Team Solent F.C.
- Full name: Team Solent Football Club
- Nickname: The Sparks
- Founded: 2005
- Dissolved: 2020
- Ground: Test Park Sports Ground Southampton
| Home colours | Away colours |

= Solent University F.C. =

Association football club in England

Team Solent F.C. was a football club attached to Solent University, based in Southampton, Hampshire. They were affiliated to the Hampshire Football Association, as a FA Charter Standard club and from 2011-20 were members of the Wessex League.

==History==
Team Solent were formed in 2005 as the competitive sporting arm of Southampton Solent University.

A side was entered in the Southampton League and enjoyed immediate success winning trophies galore, before becoming a founder member of the Hampshire Premier League in 2007. They were winners of the inaugural League Cup in 2008 and won their first Southampton Senior Cup in 2009. Further successes followed, and after moving to a redeveloped Test Park, they won promotion to the Wessex League Division One in 2011. The next few seasons, saw Team Solent narrowly miss out on promotion before going up in 2015 as champions. They quickly adjusted to life in the Premier Division and in 2016 won the Southampton Senior Cup for the fourth time and also the Wessex League Cup. In 2017 Team Solent enjoyed an extended run in the national FA Vase, reaching Round 5 before going down 2-5 at home against eventual winners South Shields.

In 2019, the club was renamed Solent University FC but on 10th June 2020, they were suddenly withdrew with the University citing the "changing landscape of Higher Education which has caused a realignment of the priorities and the desire to support other sporting ambitions" as the reason for this decision.

Solent University continue to run student sides in the national BUCS (British University & Colleges Sports) competitions.

==Honours==

- Wessex League
  - Division 1 Champions 2014/15
  - League Cup Winners 2015/16
- Hampshire Premier League
  - Senior Division Runners-up 2009/10 and 2010/11
  - League Cup Winners 2007/08 and 2010/11
- Hampshire Football Association
  - Junior 'A' Cup Winners 2005/06
- Southampton Football Association
  - Senior Cup Winners 2008/09, 2010/11, 2014/15 and 2015/16
  - Senior Cup Finalists 2009/10 and 2016/17
  - Junior 'A' Cup Winners 2005/06
- Southampton League
  - Senior Division 1 Champions 2006/07
  - Junior Division 1 Champions 2005/06

==League record 2005-20==

| Season | Division | Position | Significant events |
|---|---|---|---|
| 2005-07 | Southampton League | - |  |
| 2007/08 | Hampshire Premier League | 8/17 | Founder Members + League Cup winners |
| 2008/09 | Hampshire Premier League | 3/18 | Southampton Senior Cup winners |
| 2009/10 | Hampshire Premier League | 2/18 | Southampton Senior Cup finalists |
| 2010/11 | Hampshire Premier League | 2/18 | Promoted. Southampton Senior Cup & League Cup winners |
| 2011/12 | Wessex League Division 1 | 3/18 |  |
| 2012/13 | Wessex League Division 1 | 3/18 |  |
| 2013/14 | Wessex League Division 1 | 6/17 |  |
| 2014/15 | Wessex League Division 1 | 1/15 | Promoted. Southampton Senior Cup winners |
| 2015/16 | Wessex League Premier Division | 7/21 | Southampton Senior Cup & League Cup winners |
| 2016/17 | Wessex League Premier Division | 7/22 | Reached Round 5 of FA Vase & Southampton Senior Cup finalists |
| 2017/18 | Wessex League Premier Division | 17/22 |  |
| 2018/19 | Wessex League Premier Division | 11/20 |  |
| 2019/20 | Wessex League Premier Division | 0/20 | Season abandoned due to COVID-19 pandemic. Left competition |

==Ground==
The club's home ground was Test Park Sports Ground, Lower Brownhill Road, Southampton SO16 9QZ. The record attendance was in 2017 when over 800 attended the FA Vase 5th round tie against South Shields.
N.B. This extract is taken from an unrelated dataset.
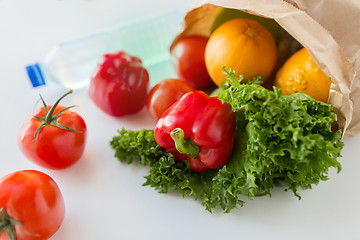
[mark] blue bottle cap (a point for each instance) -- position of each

The venue has several pitches (including an artificial one) and remains very much in use today. In 2021 Wessex League football returned when neighbours Millbrook took up residence.

==Notable players==
Team Solent had some fine players during their short history, including some former academy players from various professional clubs - such as Jesse Waller-Lassen from Tottenham Hotspur. During their Wessex League days their player-manager was James Taylor, a vastly experienced semi-professional.

==Local rivalries==
Team Solent had a number of rivals during various stages of their existence as they made rapid progress up through the local pyramid system. These included neighbours Bush Hill and QK Southampton whilst in the Hampshire Premier League, then Totton & Eling and Romsey Town - their closest rivals in the Wessex League.